According to Thomas Friedman in The World is Flat, supply chain management has become a source of competitive advantage and profit in a flat world. He has quoted Wal-Mart’s ability of moving 2.3 billion general merchandise cartons a year down its supply chain into its stores as an example of creating value. Global supply chains that draw parts and producers from every corner of the world, from the best producers at the lowest price, are the way how to beat competitors and stay in the business.
Yossi Sheffi, an expert on supply chain management and a professor of engineering system at MIT, was quoted in Friedman (2006) as saying, “Making stuff – that’s easy. Supply chain, now that is really hard” (pp.152). Sheffi also stressed that, making these chains work is much harder than it looks and requires constant innovation and constant adjustment.
What is Supply Chain Management (SCM)?
There are many definitions of what a supply chain is. Knolmayer, Mertens and Zeier (2002) refer to the integration of all key business process across the supply chain as SCM. Dr. Roger D. Blackwell, professor of marketing at Ohio State University and author of the best-selling book, "From Mind to Market," defines SCM succinctly as "Supply chain management is all about having the right product in the right place, at the right price, at the right time and in the right condition."

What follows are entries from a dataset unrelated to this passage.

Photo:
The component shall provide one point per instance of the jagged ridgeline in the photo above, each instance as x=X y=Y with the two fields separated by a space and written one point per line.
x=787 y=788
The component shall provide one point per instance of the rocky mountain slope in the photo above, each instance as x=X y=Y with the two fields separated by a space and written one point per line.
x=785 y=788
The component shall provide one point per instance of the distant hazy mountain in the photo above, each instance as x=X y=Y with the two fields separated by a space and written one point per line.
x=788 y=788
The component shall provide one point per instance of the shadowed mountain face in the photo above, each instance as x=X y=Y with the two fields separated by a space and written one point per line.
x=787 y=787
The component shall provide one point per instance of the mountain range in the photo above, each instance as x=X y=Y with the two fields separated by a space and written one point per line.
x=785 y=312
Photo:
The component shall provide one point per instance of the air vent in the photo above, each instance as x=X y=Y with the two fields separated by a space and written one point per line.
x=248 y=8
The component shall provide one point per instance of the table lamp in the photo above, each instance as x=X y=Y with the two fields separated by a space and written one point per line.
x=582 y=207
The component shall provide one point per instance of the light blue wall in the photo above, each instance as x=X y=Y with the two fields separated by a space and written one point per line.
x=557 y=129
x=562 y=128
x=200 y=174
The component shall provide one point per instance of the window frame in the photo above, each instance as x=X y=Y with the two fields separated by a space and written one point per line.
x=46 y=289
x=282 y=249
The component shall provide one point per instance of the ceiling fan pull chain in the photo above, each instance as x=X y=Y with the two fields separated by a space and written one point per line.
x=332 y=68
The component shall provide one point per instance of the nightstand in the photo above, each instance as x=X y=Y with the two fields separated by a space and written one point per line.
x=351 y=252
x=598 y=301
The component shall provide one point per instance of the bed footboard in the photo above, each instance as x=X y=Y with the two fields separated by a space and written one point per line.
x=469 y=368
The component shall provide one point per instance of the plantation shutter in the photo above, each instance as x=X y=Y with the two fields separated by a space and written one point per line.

Other definitions of SCM are summarised in the table below:
Monczka, Trent, and Handfield (1998) SCM requires traditionally separate materials functions to report to an executive responsible for coordinating the entire materials process, and also requires joint relationships with suppliers across multiple tiers. SCM is a concept, “whose primary objective is to integrate and manage the sourcing, flow, and control of materials using a total systems perspective across multiple functions and multiple tiers of suppliers.”